Así como me pregunto por la conspiración que está habiendo en los fabulosos trenes
chinos argentinos por estos meses...
Así como me pregunto por la conspiración que está habiendo en los fabulosos trenes
chinos argentinos por estos meses, donde los motorman realizan un paro silencioso
andando cada vez más despacio, me pregunto por la verdadera conspiración china,
esa de la que hablaban hace un tiempo en la tele, cada vez que ocurría algún hecho
policial.
Le cuento a Shirley, que por estos días anda leyendo toda la obra de Coetzee, que
cuando era chico mi mamá se paró frente a un negocio y me dijo: cuando seas grande
acá vas a venir a comprar tus muebles. El negocio era Casa Julio, la recordada
mueblería que atendía un señor calvo y sonriente un poco parecido a una mezcla
entre el Dalai Lama y Larry de Clay. Entrabas al lugar y allá estaba él, muy en el fondo,
donde hoy están las gaseosas frías, esperando atender. Sabía guiarte y ayudarte a
encontrar lo que necesitabas. Imagino que como en esa época se pagaba casi todo en
efectivo, había poco crédito o mejor dicho, más confianza en cuanto a este. Y lo debía
anotar todo en una libreta. Se podía comprar algunas cosas a cuotas, pero con la
diferencia de que parecía que serían propias. Al contrario de ahora, que todo es
suscripción y pago mensual de esta, por algo que aparentemente nunca nos va a
pertenecer. En fin, pasó la infancia, y es sabido que tiempo después Julio mismo
decidió mandar a guardar su mueblería y le alquiló a los chinos para que estos
pusieran ahí el supermercado. A Julio se lo solía ver rumbeando los pasillos del local.
A veces simplemente lo veías en la entrada. Saludando a la gente, como diciendo:
ahora me puse un chino, el negocio perfecto. Recuerdo también que por esos tiempos
yo le compraba películas a un chico que la vendía en las afueras del chino. Películas
western. Veíamos como Julio salía a caminar. Nos contaba que se iba hasta Zeballos.

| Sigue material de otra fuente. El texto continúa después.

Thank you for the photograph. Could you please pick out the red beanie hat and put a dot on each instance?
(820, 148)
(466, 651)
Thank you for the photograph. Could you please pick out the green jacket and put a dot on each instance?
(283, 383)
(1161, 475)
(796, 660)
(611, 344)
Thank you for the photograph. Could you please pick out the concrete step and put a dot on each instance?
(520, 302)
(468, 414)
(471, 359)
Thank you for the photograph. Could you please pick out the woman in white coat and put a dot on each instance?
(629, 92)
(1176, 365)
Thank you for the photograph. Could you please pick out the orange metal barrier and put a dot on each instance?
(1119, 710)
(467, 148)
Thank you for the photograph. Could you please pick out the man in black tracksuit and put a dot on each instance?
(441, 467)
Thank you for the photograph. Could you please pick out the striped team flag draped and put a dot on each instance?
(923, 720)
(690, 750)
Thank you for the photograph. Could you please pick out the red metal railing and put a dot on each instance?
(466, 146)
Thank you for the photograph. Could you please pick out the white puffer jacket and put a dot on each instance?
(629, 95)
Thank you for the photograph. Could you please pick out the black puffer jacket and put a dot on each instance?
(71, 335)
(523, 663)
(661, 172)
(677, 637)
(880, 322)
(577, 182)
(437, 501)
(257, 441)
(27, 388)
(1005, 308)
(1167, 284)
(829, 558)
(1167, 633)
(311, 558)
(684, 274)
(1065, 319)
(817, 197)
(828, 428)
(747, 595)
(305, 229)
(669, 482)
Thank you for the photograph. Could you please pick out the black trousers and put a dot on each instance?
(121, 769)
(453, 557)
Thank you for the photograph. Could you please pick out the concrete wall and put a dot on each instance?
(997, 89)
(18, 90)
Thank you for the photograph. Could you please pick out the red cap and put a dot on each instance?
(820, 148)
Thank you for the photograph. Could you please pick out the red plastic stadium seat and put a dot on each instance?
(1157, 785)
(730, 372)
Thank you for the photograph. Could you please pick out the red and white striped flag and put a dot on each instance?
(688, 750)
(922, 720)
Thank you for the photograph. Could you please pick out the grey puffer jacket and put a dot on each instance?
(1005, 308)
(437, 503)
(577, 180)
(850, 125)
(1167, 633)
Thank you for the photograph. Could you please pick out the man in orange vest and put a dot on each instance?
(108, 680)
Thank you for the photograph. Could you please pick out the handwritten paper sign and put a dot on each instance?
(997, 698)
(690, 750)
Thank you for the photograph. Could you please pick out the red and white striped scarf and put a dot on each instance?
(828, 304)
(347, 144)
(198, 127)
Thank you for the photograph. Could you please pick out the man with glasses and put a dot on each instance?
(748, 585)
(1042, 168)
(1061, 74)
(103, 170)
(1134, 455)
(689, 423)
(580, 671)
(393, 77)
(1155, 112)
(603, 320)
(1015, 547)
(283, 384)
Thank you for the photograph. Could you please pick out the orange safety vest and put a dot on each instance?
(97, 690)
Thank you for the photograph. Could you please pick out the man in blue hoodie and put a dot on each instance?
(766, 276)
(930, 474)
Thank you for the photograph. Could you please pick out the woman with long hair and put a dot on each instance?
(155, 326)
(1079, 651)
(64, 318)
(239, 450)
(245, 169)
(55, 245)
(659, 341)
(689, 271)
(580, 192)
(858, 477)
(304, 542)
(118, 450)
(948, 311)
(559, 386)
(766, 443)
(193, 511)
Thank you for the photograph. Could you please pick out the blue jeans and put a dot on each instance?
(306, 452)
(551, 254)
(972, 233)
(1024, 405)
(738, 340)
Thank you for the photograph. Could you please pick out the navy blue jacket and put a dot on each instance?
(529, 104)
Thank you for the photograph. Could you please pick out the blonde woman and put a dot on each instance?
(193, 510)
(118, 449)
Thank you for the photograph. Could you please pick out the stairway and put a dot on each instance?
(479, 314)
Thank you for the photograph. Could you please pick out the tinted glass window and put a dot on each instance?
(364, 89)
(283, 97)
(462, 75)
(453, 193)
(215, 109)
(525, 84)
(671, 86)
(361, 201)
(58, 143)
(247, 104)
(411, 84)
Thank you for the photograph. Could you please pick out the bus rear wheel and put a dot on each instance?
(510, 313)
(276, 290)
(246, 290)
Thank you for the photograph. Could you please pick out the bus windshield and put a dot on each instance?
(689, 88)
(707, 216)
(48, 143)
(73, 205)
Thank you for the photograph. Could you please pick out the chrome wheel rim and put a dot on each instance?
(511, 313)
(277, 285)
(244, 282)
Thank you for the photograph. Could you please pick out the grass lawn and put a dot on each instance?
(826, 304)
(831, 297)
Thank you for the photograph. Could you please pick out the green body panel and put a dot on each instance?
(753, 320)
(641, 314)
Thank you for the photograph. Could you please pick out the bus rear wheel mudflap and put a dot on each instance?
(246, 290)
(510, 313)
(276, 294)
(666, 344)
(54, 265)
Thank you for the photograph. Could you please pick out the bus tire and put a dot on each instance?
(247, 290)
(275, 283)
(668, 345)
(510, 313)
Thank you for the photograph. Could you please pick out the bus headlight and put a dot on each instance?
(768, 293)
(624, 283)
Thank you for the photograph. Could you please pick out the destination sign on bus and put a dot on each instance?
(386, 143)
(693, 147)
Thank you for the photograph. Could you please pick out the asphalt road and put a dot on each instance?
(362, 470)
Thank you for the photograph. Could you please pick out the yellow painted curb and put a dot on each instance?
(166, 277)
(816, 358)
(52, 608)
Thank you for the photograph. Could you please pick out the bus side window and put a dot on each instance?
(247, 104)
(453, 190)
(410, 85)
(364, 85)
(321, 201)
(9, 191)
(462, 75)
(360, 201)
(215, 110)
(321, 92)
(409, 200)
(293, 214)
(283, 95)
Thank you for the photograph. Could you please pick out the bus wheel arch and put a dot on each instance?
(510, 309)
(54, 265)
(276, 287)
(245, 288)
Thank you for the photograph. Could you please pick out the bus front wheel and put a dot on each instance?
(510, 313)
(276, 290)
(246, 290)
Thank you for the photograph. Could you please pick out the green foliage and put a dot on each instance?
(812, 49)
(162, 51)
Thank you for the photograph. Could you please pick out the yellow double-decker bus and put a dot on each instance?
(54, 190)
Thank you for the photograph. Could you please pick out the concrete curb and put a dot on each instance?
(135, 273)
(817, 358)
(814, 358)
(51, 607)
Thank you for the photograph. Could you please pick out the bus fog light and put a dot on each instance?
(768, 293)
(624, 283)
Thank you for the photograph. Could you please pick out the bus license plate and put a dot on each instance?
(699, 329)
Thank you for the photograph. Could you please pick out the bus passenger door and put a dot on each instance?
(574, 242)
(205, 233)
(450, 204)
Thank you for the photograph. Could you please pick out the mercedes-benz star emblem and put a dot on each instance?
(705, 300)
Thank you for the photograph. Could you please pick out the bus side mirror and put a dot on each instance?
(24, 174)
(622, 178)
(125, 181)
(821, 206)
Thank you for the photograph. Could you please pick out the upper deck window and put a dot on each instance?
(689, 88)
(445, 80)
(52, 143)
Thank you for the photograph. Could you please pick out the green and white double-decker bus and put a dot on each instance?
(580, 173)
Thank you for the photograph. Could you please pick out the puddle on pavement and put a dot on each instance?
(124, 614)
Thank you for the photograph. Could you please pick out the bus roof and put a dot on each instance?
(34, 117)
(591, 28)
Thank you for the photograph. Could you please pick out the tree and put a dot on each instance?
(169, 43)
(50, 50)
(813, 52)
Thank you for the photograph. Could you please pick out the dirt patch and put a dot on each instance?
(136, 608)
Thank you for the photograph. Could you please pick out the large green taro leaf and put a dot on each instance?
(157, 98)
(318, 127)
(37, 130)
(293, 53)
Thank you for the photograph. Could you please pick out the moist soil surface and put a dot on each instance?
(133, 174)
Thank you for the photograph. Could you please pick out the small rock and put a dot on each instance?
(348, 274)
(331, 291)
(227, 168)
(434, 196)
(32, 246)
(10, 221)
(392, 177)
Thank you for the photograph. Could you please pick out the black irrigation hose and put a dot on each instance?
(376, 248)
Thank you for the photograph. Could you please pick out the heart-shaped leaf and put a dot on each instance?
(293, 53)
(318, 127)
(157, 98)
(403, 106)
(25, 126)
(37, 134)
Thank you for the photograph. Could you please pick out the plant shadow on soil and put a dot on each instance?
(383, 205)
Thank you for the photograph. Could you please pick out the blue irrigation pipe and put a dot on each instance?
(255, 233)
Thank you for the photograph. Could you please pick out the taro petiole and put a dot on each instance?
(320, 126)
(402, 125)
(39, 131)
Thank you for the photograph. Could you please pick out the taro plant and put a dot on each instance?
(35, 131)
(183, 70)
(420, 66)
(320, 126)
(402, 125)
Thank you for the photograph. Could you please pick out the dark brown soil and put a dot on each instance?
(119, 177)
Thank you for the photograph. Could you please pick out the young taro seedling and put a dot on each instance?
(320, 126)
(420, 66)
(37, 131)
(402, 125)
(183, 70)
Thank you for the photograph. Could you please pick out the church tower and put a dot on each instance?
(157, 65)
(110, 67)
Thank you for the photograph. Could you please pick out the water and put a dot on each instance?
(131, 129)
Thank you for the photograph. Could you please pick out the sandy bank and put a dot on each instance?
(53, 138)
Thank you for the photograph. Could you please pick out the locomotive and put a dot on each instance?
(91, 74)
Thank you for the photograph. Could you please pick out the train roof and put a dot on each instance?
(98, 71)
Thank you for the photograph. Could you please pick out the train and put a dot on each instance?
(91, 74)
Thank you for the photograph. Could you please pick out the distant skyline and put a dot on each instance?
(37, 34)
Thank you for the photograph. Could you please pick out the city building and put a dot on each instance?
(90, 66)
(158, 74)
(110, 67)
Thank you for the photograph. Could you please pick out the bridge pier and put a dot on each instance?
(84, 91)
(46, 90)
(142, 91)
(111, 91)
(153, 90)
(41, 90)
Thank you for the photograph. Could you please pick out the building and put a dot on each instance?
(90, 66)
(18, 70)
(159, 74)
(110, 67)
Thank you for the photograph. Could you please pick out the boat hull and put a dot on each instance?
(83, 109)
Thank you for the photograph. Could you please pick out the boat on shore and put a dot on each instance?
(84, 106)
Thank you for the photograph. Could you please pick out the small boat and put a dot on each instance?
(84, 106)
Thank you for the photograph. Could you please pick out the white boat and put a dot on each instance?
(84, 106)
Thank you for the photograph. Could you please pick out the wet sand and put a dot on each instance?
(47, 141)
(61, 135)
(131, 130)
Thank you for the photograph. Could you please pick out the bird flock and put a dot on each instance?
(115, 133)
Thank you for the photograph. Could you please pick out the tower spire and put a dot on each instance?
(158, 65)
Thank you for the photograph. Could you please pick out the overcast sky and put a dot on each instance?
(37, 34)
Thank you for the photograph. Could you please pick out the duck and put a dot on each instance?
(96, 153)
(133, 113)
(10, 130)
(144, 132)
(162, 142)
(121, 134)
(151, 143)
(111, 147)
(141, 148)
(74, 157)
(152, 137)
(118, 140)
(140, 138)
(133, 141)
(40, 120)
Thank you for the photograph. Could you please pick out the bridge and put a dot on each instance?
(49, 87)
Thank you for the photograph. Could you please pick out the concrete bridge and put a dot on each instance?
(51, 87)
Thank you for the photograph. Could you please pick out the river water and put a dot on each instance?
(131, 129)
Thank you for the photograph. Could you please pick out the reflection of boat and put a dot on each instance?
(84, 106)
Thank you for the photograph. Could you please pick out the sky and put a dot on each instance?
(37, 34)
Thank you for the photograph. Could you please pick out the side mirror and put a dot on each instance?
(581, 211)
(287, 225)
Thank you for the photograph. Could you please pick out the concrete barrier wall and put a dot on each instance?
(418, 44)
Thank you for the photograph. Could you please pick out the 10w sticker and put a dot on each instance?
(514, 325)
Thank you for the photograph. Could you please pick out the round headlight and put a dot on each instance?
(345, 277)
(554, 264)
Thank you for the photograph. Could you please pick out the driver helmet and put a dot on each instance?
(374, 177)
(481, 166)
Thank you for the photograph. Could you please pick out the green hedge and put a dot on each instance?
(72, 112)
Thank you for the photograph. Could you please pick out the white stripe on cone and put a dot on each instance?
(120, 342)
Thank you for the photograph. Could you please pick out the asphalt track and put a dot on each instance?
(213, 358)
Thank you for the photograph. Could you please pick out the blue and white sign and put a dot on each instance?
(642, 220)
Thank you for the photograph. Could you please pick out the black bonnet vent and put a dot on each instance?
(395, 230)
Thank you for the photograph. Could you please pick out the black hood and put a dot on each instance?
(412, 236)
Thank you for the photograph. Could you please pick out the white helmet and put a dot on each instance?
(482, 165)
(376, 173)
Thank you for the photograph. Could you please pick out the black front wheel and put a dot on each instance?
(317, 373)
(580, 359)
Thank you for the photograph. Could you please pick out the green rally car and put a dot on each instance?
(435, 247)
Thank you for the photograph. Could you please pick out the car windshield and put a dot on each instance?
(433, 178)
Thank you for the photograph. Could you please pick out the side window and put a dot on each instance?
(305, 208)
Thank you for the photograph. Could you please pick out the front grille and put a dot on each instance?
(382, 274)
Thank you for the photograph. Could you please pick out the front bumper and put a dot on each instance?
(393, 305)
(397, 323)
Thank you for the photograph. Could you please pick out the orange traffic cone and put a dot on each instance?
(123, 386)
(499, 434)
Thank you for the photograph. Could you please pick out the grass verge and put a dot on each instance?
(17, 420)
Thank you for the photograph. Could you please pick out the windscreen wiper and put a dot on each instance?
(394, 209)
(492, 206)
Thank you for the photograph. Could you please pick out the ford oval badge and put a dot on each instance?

Cuestión, un día Julio se convirtió definitivamente en fantasma, se desvaneció hasta
ser impalpable, cambió de costumbres, se ausentó para siempre, es decir, murió.
Como murieron tantos, Luisito el carnicero, Noemí la del cyber.
Había un chiste que contaba mi finado tío el Búho me costaba entender que decía así:
llega un argentino al cielo y San Pedro le encarga hacer el portón de entrada. San
Pedro le dice que el italiano le quiso cobrar tres cientos mil pero que tiene esperando
al chino que le va a cobrar cien mil. Entonces el argentino lo frena en seco y le dice:
cien para vos, cien para mí, y que lo haga el chino.